After the war, Baker received two French medals for her courageous work on behalf of the French Resistance.
Here is another aspect of Baker's life that is super interesting:
She worked on the Civil Rights Movement in the U.S. even though she lived in France!
Being famous around the world, especially after her heroics during World War II, many venues in the U.S. wanted to book her as an entertainer. But Baker refused to perform for segregated audiences. Because of this, some venues ended up having integrated audiences just for her one show, but she ended up basically bringing integration to show audiences in Las Vegas and some other places.
Baker gave speeches and worked with the NAACP and participated in Martin Luther King, Jr.,'s March on Washington as the only official female speaker.
Here is another fascinating bit about Baker:
She was not able to have kids of her own (she tried), but she adopted twelve kids.

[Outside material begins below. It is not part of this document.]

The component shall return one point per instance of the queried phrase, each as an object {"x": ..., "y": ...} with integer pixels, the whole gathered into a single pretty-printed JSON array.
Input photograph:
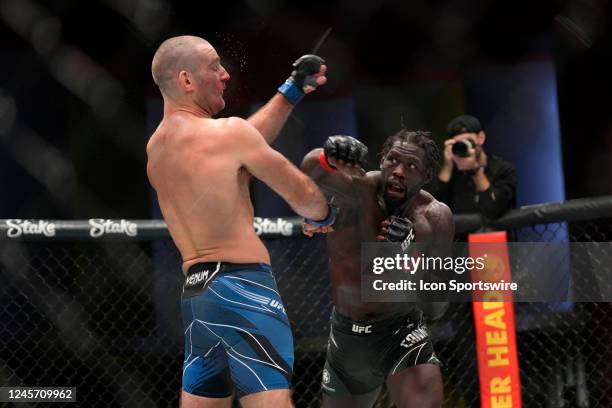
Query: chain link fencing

You didn't read that wrong: 12!
She called her kids "The Rainbow Tribe," and she was out to prove that people from different races, religions, and ethnicities could live with one another, call each other brother and sister, love one another. I'm not sure how well her experiment worked - it would probably have been better had she tried to consider her kids' actual needs more than her grand idea of proving something to the world - but she ended up adopting kids from four different continents: Asia (Japan, Korea), South America (Colombia, Venezuela), Africa (Algeria, Ivory Coast, Morocco), and Europe Finland and four from France.